The result is a hot, gooey delight, delivered on a chewy crust that, unlike so many sandwich breads, doesn’t detract from the headliner: the beast. If you need another reason to wish that Christmas came every day, this is it.


Cuisine Stupide’s “Next-Day Beast” Pizza

1/2 pound leftover rare roast beef, thinly sliced into 1-inch strips
1/2 white onion, sliced and separated into quarter or half rings
1/4 pound thinly sliced or shredded provolone cheese
1 8-ounce jar of prepared creamed horseradish, preferably hot and unopened before now (it loses its flavor after opening)
Freshly grated parmesan or romano cheese
Two rounds of pizza dough, enough for two 10- to 12-inch pies, purchased or made using the Jim Lahey method (after cutting his recipe in half)

Cover one of the rolled out or prepared doughs with a layer of horseradish sauce.
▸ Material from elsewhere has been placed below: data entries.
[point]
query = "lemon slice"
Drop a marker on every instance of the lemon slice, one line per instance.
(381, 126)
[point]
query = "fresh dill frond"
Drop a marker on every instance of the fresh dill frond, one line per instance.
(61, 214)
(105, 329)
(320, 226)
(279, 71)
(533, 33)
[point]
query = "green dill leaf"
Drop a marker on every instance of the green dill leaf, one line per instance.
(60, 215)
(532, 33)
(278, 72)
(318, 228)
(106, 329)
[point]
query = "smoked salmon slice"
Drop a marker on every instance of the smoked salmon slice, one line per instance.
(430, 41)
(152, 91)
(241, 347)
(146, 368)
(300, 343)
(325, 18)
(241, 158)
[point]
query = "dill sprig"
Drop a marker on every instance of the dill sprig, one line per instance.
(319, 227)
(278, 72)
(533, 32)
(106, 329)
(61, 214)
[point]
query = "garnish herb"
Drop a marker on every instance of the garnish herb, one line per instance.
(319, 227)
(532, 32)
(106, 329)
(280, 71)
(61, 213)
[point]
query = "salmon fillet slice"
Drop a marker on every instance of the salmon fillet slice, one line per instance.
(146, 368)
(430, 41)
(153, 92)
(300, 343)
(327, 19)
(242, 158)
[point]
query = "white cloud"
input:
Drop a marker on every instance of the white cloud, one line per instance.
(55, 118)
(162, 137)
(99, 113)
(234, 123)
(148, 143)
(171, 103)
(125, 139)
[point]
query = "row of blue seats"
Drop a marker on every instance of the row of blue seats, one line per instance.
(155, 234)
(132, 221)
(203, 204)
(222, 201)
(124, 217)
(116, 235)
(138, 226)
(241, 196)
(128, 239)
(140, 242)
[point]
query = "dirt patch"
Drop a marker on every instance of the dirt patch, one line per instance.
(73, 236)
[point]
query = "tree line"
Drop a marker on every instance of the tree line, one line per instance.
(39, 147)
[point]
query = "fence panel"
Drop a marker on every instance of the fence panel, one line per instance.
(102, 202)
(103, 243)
Be generous but not excessive; imagine you’re spreading marinara.

Sprinkle half the onions across the dough, followed by a layer of provolone.

Bake the pizza in a 450 degree or hotter oven, preferably on a pizza stone, for eight to 10 minutes or until the outer crust has begun to turn golden but not yet brown. Remove the pizza from the oven and add a layer of roast beef. Top with a generous sprinkle of parmesan or romano cheese.

Put the pizza back in the oven for just a minute or two – enough to finish browning the crust and to warm, but not cook, the beef.

Remove pizza from oven, let rest for a minute, and slice and serve. You know you’ll want more, so repeat with the second dough round and the rest of the ingredients.